All professionals require the opportunity to reflect on how they go about their work. Teaching is no different, and if we are to achieve a strong, confident and reflective workforce, concepts such as professional review and personal development should be embraced, not rejected. Such ideas provide an opportunity to strengthen teaching as a whole.
The national partnership group is already looking at related issues as it considers the recommendations of “Teaching Scotland’s Future”. Equally, the GTCS is developing a system of professional update to help ensure that Scotland’s teachers maintain and develop their skills. I have therefore asked the national partnership group to work with the GTCS in considering the recommendations of McCormac that relate to professional development.

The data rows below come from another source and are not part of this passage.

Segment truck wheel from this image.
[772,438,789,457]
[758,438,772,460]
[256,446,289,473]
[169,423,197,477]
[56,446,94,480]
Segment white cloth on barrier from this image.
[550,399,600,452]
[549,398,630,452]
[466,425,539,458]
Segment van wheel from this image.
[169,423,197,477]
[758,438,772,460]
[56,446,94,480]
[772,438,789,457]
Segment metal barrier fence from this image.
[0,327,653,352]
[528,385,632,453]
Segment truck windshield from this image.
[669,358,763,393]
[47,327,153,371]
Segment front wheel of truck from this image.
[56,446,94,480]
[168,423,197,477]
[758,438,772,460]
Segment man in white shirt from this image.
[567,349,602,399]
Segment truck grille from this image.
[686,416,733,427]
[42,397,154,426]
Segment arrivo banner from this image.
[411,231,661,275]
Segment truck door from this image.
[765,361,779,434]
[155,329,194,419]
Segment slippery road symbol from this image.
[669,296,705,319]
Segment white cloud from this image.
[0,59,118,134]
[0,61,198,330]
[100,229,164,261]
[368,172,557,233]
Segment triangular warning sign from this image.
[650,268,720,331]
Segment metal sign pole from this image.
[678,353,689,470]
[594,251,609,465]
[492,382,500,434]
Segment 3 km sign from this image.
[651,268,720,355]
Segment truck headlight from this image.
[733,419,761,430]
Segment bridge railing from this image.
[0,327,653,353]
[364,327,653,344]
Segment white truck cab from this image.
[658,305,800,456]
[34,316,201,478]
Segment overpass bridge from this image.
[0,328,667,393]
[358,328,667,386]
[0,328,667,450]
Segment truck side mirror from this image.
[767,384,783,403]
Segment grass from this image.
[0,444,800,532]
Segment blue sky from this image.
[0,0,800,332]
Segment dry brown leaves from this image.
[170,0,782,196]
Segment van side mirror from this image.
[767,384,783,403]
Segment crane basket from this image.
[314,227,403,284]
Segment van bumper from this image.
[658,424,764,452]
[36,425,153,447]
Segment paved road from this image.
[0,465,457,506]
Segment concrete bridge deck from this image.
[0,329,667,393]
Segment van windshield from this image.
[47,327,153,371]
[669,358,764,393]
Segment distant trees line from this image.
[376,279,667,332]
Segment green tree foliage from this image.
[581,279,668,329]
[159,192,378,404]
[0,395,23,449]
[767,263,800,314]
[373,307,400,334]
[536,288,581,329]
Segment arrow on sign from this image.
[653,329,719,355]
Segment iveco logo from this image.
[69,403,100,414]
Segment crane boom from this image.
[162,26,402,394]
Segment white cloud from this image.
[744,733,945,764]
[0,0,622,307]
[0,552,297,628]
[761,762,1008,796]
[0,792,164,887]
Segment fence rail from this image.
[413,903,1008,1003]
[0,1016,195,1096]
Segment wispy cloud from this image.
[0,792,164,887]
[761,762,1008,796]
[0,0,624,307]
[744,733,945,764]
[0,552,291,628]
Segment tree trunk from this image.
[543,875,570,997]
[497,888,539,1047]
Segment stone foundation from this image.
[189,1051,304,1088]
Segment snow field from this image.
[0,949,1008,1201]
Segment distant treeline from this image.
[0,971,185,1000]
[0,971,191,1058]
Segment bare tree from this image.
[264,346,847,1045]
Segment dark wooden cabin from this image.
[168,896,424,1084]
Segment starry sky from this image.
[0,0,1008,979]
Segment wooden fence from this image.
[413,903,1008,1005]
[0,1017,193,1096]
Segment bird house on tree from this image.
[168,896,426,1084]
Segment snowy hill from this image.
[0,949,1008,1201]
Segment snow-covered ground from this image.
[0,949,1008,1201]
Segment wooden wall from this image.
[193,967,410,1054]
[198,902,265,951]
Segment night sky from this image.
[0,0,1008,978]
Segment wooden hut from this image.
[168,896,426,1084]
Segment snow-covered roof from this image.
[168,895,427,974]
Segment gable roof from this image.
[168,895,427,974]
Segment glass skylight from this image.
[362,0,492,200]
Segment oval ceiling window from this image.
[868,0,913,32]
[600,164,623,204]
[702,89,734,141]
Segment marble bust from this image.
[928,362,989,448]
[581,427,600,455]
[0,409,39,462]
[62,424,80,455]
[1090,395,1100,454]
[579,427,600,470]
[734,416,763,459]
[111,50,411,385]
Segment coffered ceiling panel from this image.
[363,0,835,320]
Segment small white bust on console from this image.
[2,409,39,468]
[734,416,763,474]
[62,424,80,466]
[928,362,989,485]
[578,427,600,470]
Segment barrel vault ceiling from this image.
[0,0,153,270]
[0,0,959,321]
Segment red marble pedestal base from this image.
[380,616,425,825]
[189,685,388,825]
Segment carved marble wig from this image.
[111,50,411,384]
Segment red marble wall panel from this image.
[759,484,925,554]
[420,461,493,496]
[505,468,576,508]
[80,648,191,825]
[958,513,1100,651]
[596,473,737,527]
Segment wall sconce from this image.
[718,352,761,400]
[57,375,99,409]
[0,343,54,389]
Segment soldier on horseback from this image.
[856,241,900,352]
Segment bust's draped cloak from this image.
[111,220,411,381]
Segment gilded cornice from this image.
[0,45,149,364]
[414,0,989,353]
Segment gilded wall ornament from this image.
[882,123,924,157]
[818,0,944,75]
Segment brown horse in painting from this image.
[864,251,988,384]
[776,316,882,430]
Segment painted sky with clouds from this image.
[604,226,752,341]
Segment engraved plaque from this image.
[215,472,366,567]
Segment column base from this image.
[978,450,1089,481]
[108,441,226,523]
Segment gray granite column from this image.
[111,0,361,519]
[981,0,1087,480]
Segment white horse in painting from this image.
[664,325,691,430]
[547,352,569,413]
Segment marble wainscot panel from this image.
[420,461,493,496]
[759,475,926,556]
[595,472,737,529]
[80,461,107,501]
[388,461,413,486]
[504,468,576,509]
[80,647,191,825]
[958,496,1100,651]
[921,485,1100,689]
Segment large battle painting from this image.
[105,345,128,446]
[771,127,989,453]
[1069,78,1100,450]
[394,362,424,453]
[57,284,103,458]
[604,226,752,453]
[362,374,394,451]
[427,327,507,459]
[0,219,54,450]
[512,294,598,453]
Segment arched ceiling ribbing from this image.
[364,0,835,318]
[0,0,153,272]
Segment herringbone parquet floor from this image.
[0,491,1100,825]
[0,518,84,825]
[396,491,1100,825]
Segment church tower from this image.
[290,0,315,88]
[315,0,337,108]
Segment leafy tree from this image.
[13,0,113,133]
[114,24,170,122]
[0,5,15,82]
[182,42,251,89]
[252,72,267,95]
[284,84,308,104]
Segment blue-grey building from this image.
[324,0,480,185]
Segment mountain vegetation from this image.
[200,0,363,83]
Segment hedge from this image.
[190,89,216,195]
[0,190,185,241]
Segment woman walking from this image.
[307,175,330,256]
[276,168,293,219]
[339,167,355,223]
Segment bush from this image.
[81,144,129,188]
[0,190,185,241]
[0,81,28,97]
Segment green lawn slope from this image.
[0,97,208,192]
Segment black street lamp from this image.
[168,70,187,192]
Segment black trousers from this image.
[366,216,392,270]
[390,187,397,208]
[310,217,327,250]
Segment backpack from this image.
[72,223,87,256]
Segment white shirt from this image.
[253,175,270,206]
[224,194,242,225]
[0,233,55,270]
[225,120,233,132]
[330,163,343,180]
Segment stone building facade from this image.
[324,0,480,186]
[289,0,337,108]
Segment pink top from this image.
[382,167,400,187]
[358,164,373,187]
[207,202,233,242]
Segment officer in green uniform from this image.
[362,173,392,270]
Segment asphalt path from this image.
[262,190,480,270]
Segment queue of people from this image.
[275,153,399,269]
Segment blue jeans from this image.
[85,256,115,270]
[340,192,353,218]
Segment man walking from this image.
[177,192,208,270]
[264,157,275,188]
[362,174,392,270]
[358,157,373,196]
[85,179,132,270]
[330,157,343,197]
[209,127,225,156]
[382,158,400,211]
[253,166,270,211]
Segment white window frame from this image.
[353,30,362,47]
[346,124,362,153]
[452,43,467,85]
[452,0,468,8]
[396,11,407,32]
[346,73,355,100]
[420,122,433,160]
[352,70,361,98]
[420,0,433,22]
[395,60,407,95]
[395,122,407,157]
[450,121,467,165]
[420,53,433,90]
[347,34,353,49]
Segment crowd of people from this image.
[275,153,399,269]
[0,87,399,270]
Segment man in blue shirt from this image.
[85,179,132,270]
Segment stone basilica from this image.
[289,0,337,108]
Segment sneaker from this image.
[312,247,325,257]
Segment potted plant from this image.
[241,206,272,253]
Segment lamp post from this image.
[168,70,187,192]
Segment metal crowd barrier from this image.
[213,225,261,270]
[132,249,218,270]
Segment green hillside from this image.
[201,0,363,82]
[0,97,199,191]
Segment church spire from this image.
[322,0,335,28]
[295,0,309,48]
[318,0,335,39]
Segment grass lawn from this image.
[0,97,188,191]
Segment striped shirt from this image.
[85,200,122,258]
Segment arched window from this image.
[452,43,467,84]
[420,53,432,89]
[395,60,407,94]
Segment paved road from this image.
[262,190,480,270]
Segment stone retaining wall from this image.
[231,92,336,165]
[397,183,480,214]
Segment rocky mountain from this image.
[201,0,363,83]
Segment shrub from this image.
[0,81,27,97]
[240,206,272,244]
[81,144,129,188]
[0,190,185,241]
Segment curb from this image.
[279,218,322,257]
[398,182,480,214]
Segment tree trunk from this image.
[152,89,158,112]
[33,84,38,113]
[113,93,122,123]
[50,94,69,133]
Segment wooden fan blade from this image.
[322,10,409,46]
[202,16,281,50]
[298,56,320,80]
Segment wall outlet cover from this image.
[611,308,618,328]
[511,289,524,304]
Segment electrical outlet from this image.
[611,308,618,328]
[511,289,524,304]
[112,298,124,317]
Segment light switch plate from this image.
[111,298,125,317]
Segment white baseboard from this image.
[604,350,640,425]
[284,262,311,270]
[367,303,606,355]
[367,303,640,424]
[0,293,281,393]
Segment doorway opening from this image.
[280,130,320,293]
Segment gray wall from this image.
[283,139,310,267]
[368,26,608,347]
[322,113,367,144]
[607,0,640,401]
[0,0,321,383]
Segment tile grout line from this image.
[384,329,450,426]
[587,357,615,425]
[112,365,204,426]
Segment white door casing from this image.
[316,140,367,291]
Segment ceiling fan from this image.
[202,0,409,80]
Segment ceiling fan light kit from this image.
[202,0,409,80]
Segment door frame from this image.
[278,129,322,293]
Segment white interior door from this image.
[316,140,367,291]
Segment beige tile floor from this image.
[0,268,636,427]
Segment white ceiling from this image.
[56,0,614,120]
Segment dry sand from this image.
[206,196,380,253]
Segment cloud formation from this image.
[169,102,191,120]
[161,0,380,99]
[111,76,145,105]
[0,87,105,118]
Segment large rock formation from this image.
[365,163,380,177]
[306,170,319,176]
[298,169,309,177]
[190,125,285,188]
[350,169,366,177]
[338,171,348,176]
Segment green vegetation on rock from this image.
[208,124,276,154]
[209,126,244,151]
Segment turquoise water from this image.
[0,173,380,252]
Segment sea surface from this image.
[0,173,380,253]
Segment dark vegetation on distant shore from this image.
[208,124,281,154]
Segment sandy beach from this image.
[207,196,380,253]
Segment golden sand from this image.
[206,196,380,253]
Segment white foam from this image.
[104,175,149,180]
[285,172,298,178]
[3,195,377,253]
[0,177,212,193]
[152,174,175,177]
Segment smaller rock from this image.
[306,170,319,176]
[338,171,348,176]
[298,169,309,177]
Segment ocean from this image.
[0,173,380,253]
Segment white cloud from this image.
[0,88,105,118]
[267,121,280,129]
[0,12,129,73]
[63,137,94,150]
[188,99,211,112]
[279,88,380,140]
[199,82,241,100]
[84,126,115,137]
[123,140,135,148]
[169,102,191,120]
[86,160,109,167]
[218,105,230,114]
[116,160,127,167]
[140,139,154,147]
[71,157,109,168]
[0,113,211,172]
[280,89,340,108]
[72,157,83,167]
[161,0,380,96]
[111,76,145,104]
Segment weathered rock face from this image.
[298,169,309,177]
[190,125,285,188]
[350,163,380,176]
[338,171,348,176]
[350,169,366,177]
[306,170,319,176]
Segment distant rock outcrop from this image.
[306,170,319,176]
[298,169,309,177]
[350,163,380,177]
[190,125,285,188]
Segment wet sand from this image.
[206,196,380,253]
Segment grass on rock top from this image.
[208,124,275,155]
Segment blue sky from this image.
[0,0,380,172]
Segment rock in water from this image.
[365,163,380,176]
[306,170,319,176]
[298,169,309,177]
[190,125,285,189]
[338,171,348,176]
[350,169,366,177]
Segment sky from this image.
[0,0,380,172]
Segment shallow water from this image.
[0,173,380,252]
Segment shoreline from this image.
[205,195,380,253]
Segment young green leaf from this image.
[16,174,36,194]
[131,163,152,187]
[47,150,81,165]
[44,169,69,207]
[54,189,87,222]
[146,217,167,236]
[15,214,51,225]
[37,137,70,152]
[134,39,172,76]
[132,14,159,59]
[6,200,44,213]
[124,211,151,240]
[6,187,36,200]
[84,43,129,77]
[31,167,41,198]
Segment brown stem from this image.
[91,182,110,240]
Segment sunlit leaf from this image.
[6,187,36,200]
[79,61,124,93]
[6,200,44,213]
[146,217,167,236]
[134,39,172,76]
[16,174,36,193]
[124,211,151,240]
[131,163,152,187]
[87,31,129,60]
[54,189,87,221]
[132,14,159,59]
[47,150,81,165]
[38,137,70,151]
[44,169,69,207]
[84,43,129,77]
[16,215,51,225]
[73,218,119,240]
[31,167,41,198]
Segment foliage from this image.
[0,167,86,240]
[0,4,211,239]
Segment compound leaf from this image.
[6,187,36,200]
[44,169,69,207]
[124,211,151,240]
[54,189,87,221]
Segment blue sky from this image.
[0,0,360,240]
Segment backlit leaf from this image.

Finally, I want to address the issue, as Professor McCormac did, of how we use external experts in our schools. In keeping with the principles of curriculum for excellence, I am committed to helping to ensure that our children receive a broad education that suits their needs. We know that many schools have already created partnerships with universities, colleges, local employers or third sector and community groups. Such partnerships are to be welcomed. I am convinced that if we are to build a varied, pupil-centred education for all children and young people, it will be necessary for our schools and teachers to draw on a wide range of resources, including resources that might currently not be available.
Although there is broad agreement about those positive opportunities, there are also concerns. I have listened to stakeholder opinion on the issue, and I want to move forward with a measured approach. To start the process, I have asked Education Scotland to consider the current arrangements, to identify best practice and to recommend whether further safeguards or guidance are required.
To be clear, this work is not about replacing teachers or diluting their position at the centre of learning. Teaching should be done by teachers. Nor is it about finding ways in which savings could be made from local authority budgets. Indeed, I am explicitly ruling out the model that is proposed by Renfrewshire Council, or variants of it. Instead, I want to build on existing good practice.
In taking forward the McCormac recommendations, there is a great deal of hard and detailed work to be done. I do not want to rush what will be sensitive discussions, but equally I want progress to be made by all the working groups, including the SNCT, by the autumn of this year. Ultimately, I expect a new teachers agreement by April 2013, which will allow any new arrangements to be in place for the new school session that starts in August 2013.
As ever, the stakes are high. Scotland’s young people deserve to receive the best possible education. They deserve a flexible curriculum that is responsive to their needs as learners, and curriculum for excellence is delivering that. They also deserve to be taught by skilled and motivated teachers who are supported by the right terms and conditions. Our work in taking forward the recommendations of “Teaching Scotland’s Future” and “Advancing Professionalism in Teaching” will help to deliver that aspiration.
If we are to offer the best possible educational experience, these are challenges that we must face together, and I invite all parties to play their part in this agenda for positive change.